«¡Hay que pagar!» . Decía Chimeneas, aquel popular personaje lucense cuando pasaba a su lado alguien que le debía dinero. Y a pagar, la Iglesia católica, que tiene tantos bienes terrenales que sobrarían para dar de comer a medio mundo. Y a más.
La clerecía, viviendo en el Medievo, ellos, que no nosotros, insiste en sus particularidades, en sus frecuencias, en sus chalaneos, pero no pagan en Lugo por todo lo que tienen. Ni en otras partes. Están por encima del bien y del mal. Y no pagan.
En Lugo y el resto de la provincia tienen propiedades, haciendas grandiosas, y no pagan ni el IBI. Tienen un párking en el antiguo Seminario que se lo pasan por la piedra a la hora de tributar pero, ¿esto qué es?
A cualquier ciudadano, al menor despiste en la declaración, nos manda Hacienda un aviso y, sin más, un embargo. A ellos no, que son divinos, o así lo parecen. Igualdad, o Concordato, qué más da para la injusticia.
Ahora algunos grupos o partidos de la oposición en el Ayuntamiento lucense se han rebotado con estas prácticas. Bueno. No está mal. Algo está cambiando desde el franquismo cuando el dictador, aún lo recuerdo, pasaba bajo palio desde el obispado, que regía por aquel entonces Antonio Ona de Echave, aquel obispo al que había que besarle el anillo al encontrarlo de frente, hasta la puerta de la Catedral.

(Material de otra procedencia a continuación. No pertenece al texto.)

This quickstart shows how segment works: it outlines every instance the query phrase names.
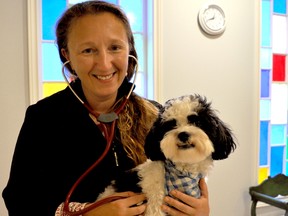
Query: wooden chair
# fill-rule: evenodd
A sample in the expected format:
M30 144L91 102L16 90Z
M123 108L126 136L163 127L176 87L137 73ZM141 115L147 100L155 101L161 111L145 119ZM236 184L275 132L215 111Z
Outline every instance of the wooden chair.
M288 177L278 174L273 178L268 177L258 186L249 188L252 199L251 216L256 216L257 202L261 201L269 205L284 209L285 216L288 216L288 200L281 199L281 196L288 195Z

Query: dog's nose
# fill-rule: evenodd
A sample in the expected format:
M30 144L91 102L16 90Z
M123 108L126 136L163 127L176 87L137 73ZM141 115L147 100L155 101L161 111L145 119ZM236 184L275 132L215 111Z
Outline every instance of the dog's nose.
M181 142L187 142L188 138L189 138L190 134L187 133L187 132L181 132L178 134L178 139L181 141Z

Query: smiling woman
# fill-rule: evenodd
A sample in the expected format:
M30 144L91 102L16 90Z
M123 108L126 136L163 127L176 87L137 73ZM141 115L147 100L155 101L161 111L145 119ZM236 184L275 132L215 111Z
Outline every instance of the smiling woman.
M34 77L31 92L31 103L47 97L59 90L64 89L67 85L61 75L61 62L59 54L55 47L55 23L59 16L67 7L84 2L84 0L42 0L42 34L39 37L39 51L41 53L41 62L37 63L40 70L35 69L31 77ZM107 2L119 4L126 12L135 38L136 49L138 53L139 74L136 80L135 92L139 95L155 98L154 85L155 77L153 75L154 68L157 65L153 64L153 4L151 0L134 0L131 4L129 0L107 0ZM33 10L35 13L35 10ZM150 14L150 15L149 15ZM151 17L149 17L151 16ZM38 19L37 19L38 20ZM32 50L33 52L33 50ZM53 62L53 64L51 64ZM31 63L32 67L35 63ZM35 66L34 66L35 67ZM42 73L39 73L42 71ZM38 78L37 78L38 77ZM35 83L36 82L36 83Z

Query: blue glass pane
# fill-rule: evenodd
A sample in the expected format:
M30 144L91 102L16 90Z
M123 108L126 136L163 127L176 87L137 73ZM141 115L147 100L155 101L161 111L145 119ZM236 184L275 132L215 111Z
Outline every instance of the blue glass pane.
M275 176L278 173L283 172L283 153L284 146L274 146L271 147L271 166L270 166L270 176Z
M141 34L134 34L135 39L135 49L137 51L138 55L138 67L139 70L144 71L143 65L144 65L144 42L143 37Z
M271 46L271 3L262 1L261 46Z
M286 14L286 0L274 0L273 12L279 14Z
M270 120L271 118L271 101L260 100L260 121Z
M270 70L261 70L261 98L270 96Z
M143 0L120 0L120 6L129 18L133 32L143 31Z
M55 40L55 24L66 9L66 0L42 0L42 39Z
M117 4L117 0L105 0L106 2L112 3L112 4Z
M260 122L260 166L265 166L268 164L268 132L269 132L269 122Z
M271 125L271 145L285 144L286 127L285 125Z
M141 71L138 72L137 77L136 77L136 88L135 88L135 92L142 96L142 97L146 97L145 95L145 74Z
M62 63L54 43L42 43L42 79L43 81L64 81Z
M261 69L272 69L272 48L261 48Z

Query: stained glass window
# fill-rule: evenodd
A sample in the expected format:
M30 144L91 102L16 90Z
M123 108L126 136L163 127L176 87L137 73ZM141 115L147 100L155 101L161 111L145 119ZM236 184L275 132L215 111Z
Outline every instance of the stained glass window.
M287 0L261 1L258 182L288 174Z
M47 97L59 90L64 89L67 84L62 77L62 63L59 58L58 49L55 44L55 24L63 11L78 2L85 0L42 0L42 97ZM106 0L107 2L118 4L127 14L132 31L135 37L136 50L138 54L138 74L136 79L135 92L143 97L151 98L153 95L153 83L148 83L148 74L153 76L151 71L152 53L150 50L153 41L148 36L148 31L152 29L152 19L148 19L148 13L152 14L152 4L147 0ZM151 22L151 23L150 23ZM151 79L150 79L151 80ZM149 87L148 87L149 85ZM153 98L151 98L153 99Z

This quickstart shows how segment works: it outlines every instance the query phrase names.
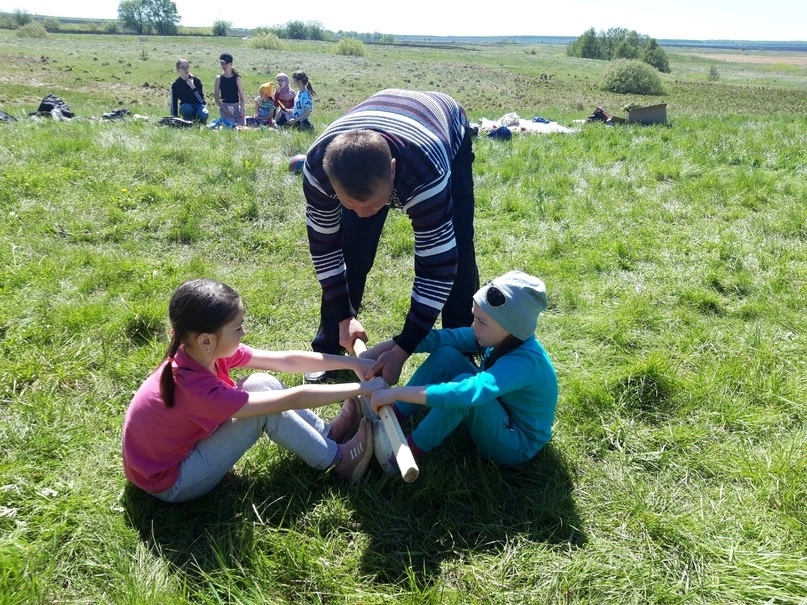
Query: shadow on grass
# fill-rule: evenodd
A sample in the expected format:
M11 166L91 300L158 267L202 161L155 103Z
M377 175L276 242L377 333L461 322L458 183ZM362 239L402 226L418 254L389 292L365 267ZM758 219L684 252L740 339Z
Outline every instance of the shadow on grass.
M358 531L369 537L361 574L381 584L431 585L443 561L495 555L521 538L563 548L585 542L572 478L551 443L528 464L505 469L480 459L469 440L449 439L411 484L374 464L348 486L289 454L229 473L193 502L165 504L127 485L122 504L141 540L190 578L249 567L249 553L266 552L267 527L299 531L312 508L334 497L349 502Z
M231 471L210 493L181 504L160 502L127 483L122 505L145 544L195 577L246 563L267 526L295 527L333 489L334 479L292 459L244 474Z
M497 554L518 539L562 548L586 542L572 498L573 482L550 443L531 462L501 468L473 446L447 447L425 457L411 484L376 472L355 492L356 516L371 537L362 572L379 582L430 585L445 560ZM377 470L377 469L376 469Z

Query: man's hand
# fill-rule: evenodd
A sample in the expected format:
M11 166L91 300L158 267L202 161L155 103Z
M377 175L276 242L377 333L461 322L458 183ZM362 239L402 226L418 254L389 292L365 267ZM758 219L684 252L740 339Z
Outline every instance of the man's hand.
M339 344L348 351L353 350L357 340L367 342L367 332L355 317L348 317L339 322Z
M409 353L395 345L378 356L378 359L365 377L369 378L380 374L388 384L397 384L398 379L401 377L401 369L403 369L403 364L407 359L409 359Z
M370 347L364 353L359 355L359 357L369 358L369 359L372 359L373 361L375 361L376 359L381 357L382 353L386 353L387 351L389 351L394 346L395 346L395 341L394 340L392 340L392 339L385 340L384 342L380 342L377 345Z

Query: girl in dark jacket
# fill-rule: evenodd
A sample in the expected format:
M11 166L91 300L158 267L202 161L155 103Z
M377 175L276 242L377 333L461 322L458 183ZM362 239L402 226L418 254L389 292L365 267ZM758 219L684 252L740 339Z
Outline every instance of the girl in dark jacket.
M177 73L179 77L171 84L171 115L204 124L210 114L202 81L191 73L191 64L182 58L177 60Z

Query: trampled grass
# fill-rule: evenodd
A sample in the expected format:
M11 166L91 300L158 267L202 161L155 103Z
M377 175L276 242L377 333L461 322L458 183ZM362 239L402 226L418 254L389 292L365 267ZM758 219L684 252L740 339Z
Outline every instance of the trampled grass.
M538 334L561 399L533 462L489 465L460 432L415 483L376 469L349 488L263 442L198 502L128 486L123 414L180 282L234 286L256 346L307 348L316 327L286 170L313 135L154 123L175 56L212 89L222 44L247 90L305 69L319 125L387 85L440 88L474 118L636 101L596 91L602 64L562 48L350 59L0 32L0 109L55 92L85 118L151 117L0 125L0 603L807 602L807 95L722 63L706 82L705 58L671 55L667 127L475 143L483 279L521 268L549 289ZM411 245L391 215L362 312L373 341L405 313Z

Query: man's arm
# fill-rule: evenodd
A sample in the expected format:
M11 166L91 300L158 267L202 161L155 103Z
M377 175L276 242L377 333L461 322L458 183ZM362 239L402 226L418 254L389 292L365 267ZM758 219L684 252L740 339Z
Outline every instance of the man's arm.
M309 150L303 172L308 249L322 293L333 317L341 322L356 316L350 304L342 253L342 206L322 168L322 153Z
M457 276L450 179L440 185L435 195L405 206L415 235L415 281L403 330L394 340L409 354L434 326Z

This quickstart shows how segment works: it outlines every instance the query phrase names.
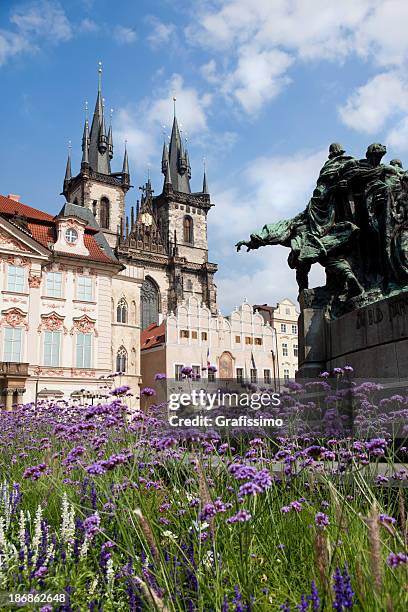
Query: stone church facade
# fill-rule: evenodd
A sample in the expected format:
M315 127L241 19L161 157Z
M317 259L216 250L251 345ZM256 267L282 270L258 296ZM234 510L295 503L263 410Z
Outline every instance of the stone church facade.
M4 362L0 371L0 391L8 406L10 402L20 401L23 395L24 401L33 401L38 393L47 396L56 390L64 395L75 395L84 387L92 387L96 394L97 389L110 384L103 384L101 380L118 371L122 372L121 383L129 384L137 395L142 383L140 330L153 323L159 324L193 295L212 315L218 312L214 284L217 266L208 260L207 241L207 215L213 205L205 173L202 190L191 191L190 161L176 116L170 142L163 145L161 193L154 196L149 179L142 188L140 203L131 208L129 216L125 207L126 194L131 188L126 148L119 172L112 170L113 157L112 126L106 128L100 74L90 125L87 113L85 117L82 160L77 174L72 172L71 155L68 155L62 192L66 204L61 211L52 216L17 202L18 198L3 200L0 218L11 224L13 232L25 232L27 240L30 238L36 248L39 245L42 248L42 260L36 259L39 286L29 284L26 274L24 291L16 292L21 295L14 295L11 289L10 296L3 298L0 304L4 325L9 327L6 302L12 300L13 304L20 304L21 301L19 321L31 330L30 334L42 325L43 319L51 321L51 326L54 321L61 322L55 331L62 333L61 337L54 338L52 367L44 348L38 348L41 342L44 345L44 339L37 336L30 336L30 340L24 336L19 350L12 355L18 356L24 367L4 365L6 353L11 355L10 343L7 344L4 334L0 338ZM47 235L42 225L47 227ZM31 229L27 230L26 226ZM93 246L89 250L86 244L91 239ZM11 240L20 244L18 236ZM18 249L11 249L11 253L8 238L4 241L7 248L2 250L0 243L0 256L5 262L2 273L6 286L7 258L17 257L16 261L20 262L23 256ZM59 291L63 297L55 297L52 303L44 289L48 286L50 266L53 272L62 275L56 278L62 282ZM20 267L20 263L16 267ZM76 283L85 283L79 278L82 274L93 278L92 299L83 304L75 297ZM76 365L80 361L76 351L79 354L85 349L75 344L78 309L82 309L83 316L90 320L91 323L87 319L94 334L93 339L81 339L92 355L81 367ZM73 329L74 336L71 335ZM10 333L7 331L6 335ZM10 379L7 368L25 374L16 382ZM18 398L17 388L20 389ZM9 392L10 389L13 390ZM23 389L26 389L24 394ZM7 394L12 399L7 399Z

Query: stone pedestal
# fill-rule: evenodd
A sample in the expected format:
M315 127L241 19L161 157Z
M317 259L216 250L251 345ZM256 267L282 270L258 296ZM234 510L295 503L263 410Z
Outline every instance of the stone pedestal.
M408 379L408 292L330 320L323 309L299 317L298 378L351 365L360 378Z

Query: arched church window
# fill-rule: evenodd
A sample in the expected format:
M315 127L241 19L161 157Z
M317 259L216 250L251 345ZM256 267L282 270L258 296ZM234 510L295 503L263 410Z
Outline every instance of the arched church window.
M127 350L121 346L116 353L116 371L126 372L127 370Z
M109 229L110 204L108 198L101 198L99 225L104 229Z
M192 291L193 290L193 281L191 280L191 278L187 279L186 286L187 286L187 291Z
M193 244L193 220L187 215L184 217L183 221L183 237L184 242Z
M159 322L159 289L156 283L146 278L140 289L141 328Z
M116 321L118 323L127 323L127 302L125 298L121 298L116 308Z

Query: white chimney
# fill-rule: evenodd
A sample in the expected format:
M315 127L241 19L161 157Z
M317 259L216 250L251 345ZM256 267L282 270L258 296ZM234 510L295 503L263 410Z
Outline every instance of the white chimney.
M14 200L14 202L19 202L19 201L20 201L20 198L21 198L21 196L20 196L20 195L17 195L17 194L15 194L15 193L9 193L7 197L8 197L10 200Z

Digo yo, si todos pagamos nuestros impuestos, por qué los que muestran solidaridad, en teoría bíblica, con las clases desfavorecidas, no hacen lo mismo. Desde luego, el IBI es un impuesto que no se puede eludir, que nos lo digan a los lucenses, y sin embargo, la iglesia, por el careto, lo evade. Por lo que se ve, sigue habiendo ciudadanos de primera y de segunda, unos con alzacuellos opusdianos y otros, con visera.
Pero quizás es que el mundo es así, o así ha sido desde hace siglos y entonces lo mejor es callarse. Y conformase. Porque además se creen en la razón, que es lo más peligroso para el razonamiento. Y no hablo de Kant, que es lo que les gusta y a veces, hasta predican. Lo digo por lo de la Razón Pura, que no por otra cosa. Ya se sabe.